Table-Ronde - "Faire de la Recherche un véritable levier de création d'emploi en France"
Pourquoi Microsoft est-il américain ? Pourquoi n’y a-t-il pas de prix Nobel dans les universités françaises ? Pourquoi les chercheurs veulent-ils être sauvés ? Pourquoi a-t-on un déficit de 120 000 chercheurs en France ?

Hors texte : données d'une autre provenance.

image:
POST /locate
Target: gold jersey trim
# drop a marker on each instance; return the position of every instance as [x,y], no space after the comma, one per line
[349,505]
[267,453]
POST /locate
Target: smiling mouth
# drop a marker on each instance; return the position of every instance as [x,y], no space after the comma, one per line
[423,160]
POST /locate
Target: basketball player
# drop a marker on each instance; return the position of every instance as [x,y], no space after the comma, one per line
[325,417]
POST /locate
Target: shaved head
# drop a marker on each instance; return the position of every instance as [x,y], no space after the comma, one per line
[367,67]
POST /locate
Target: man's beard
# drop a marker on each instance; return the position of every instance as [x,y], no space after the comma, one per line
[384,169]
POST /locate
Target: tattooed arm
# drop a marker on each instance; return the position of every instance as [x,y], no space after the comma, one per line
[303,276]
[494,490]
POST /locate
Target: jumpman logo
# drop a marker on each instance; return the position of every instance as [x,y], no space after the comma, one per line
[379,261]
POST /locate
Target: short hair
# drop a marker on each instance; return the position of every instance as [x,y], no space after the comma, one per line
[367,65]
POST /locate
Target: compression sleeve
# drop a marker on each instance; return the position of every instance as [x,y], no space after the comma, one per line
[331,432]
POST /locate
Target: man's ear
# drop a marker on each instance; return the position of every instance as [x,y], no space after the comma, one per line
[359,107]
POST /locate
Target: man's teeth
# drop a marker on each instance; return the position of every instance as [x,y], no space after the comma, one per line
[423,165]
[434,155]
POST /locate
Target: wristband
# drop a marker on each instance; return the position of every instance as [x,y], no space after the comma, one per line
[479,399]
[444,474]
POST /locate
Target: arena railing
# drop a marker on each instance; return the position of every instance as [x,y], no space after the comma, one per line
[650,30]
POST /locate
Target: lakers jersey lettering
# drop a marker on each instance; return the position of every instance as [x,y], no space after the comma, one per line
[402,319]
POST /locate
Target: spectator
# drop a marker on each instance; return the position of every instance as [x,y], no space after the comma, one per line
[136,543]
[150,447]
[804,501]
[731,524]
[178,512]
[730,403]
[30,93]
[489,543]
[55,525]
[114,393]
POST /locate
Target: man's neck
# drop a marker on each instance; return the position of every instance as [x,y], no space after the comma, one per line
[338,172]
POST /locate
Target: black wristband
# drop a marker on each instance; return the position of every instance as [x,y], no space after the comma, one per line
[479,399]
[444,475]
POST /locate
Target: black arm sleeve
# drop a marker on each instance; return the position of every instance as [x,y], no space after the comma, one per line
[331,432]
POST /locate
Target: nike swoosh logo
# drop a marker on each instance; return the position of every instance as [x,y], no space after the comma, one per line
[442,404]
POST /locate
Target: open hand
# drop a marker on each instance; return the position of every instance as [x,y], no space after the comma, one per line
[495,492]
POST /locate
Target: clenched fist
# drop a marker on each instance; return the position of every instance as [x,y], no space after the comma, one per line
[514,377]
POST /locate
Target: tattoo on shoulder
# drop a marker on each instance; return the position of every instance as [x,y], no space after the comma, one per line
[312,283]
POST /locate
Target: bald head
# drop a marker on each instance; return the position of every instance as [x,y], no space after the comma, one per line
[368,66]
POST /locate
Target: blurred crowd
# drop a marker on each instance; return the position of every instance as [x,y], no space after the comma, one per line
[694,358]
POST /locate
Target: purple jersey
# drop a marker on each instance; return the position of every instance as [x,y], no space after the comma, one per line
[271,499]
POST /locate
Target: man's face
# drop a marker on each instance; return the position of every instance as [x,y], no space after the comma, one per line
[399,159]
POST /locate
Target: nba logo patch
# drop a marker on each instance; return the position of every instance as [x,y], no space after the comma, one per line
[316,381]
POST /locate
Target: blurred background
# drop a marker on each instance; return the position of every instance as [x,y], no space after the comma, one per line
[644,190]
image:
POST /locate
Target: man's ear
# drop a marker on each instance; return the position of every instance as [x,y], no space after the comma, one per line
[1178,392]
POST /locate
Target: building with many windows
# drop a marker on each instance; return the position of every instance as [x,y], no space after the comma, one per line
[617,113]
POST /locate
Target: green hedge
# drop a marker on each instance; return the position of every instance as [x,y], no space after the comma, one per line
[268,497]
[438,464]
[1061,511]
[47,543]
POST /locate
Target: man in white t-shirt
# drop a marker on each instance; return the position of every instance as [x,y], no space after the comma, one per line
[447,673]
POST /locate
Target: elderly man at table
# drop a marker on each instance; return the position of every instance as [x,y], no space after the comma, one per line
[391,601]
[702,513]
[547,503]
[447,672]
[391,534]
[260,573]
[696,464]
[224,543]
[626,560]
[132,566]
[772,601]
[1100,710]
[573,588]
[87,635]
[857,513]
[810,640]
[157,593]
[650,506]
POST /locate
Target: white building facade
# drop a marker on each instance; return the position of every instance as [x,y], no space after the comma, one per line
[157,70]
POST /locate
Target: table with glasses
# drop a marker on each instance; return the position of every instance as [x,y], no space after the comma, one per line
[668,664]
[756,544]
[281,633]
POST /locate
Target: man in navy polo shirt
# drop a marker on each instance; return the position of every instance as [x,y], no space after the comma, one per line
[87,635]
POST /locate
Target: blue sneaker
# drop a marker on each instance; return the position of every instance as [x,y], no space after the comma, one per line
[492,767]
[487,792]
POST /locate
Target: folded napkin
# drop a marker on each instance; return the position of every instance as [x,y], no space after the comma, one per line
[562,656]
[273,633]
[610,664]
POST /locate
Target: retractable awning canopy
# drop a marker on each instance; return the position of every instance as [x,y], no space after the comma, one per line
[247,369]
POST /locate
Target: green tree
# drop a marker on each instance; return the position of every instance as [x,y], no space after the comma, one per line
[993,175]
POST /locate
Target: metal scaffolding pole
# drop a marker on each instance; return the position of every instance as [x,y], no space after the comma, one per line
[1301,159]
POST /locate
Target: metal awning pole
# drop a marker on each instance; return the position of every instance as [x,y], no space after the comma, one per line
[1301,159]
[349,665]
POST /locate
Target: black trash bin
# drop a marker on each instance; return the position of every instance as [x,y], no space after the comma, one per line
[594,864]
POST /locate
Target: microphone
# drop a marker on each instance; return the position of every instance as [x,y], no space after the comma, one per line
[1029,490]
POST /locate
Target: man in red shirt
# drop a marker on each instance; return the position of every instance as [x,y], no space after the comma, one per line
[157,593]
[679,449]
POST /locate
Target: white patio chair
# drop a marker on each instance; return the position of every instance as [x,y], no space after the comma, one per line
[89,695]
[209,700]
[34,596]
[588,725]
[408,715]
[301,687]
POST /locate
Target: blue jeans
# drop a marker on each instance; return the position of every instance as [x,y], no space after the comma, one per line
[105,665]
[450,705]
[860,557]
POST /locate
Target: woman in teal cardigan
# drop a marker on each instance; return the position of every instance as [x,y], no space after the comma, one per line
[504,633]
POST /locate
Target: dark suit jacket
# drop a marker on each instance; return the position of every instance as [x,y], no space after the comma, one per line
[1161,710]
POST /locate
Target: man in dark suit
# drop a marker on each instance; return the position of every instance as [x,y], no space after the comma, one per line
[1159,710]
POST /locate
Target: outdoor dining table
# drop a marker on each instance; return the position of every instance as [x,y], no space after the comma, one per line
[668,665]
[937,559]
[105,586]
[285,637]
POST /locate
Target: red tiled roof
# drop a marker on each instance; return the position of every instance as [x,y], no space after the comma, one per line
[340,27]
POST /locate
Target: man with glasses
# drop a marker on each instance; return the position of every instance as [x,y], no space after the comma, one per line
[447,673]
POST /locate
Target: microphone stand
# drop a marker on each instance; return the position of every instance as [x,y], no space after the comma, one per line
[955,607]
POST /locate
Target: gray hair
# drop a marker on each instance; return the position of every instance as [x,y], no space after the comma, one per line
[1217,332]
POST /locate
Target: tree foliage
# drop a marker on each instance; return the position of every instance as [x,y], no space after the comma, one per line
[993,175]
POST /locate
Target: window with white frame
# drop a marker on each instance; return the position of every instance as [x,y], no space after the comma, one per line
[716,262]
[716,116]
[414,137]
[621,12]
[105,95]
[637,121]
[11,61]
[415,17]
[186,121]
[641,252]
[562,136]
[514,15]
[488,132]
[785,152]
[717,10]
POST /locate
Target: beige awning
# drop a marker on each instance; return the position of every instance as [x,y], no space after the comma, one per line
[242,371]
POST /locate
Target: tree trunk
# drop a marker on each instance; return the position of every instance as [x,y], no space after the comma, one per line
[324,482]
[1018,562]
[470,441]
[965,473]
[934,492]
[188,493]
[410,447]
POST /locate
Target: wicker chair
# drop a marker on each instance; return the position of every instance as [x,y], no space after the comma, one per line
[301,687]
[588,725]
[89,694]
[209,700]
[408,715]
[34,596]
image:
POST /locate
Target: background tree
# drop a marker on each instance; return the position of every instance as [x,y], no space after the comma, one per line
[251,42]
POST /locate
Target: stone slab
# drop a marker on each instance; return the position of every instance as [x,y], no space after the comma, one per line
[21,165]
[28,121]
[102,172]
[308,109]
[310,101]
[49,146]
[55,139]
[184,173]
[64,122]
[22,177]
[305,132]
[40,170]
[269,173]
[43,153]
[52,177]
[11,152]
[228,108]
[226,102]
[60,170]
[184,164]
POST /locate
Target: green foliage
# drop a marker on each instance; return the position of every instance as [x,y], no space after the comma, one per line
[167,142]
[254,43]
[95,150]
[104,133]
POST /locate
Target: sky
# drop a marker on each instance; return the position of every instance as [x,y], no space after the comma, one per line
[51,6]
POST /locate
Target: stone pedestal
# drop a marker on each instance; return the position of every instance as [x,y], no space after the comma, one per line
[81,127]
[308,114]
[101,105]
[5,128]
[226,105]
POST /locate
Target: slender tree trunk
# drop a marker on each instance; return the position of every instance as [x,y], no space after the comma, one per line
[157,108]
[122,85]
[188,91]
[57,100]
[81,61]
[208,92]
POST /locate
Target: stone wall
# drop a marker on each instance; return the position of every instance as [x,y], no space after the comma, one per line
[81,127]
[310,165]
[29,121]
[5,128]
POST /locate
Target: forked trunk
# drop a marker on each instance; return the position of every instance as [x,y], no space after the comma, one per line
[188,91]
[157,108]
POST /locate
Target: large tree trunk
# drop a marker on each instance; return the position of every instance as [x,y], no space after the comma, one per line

Pour répondre à ces interrogations, et de manière plus large pour comprendre comment la Recherche peut-être un levier pour l’emploi, les jeunes UDF ont réuni autour des députés Anne-Marie COMPARINI, Porte Parole de l’UDF sur les questions de Recherche, et Pierre ALBERTINI, Porte Parole de l’UDF sur les questions d’Emploi, un éventail de toutes les composantes de la Recherche en France.
Ainsi, des représentants de la recherche publique, George DEBREGEAS, Porte Parole de « Sauvons la Recherche », et Yannick VALLEE, Premier Vice-président de la Conférence des Présidents d’Université, un représentant du transfert de l’innovation, Pascal NIEF, Administrateur et Trésorier de France technopole Entreprises Innovation, et des acteurs du monde de l’industrie, Mireille BATTUT, Directrice Développement International du Groupe Alpha et Dominique MANGEOT, Vice-président du LEEM et PDG des Laboratoires Boehringer France, ont tous apporté un éclairage précieux sur les problématiques complexes entourant l’innovation en France.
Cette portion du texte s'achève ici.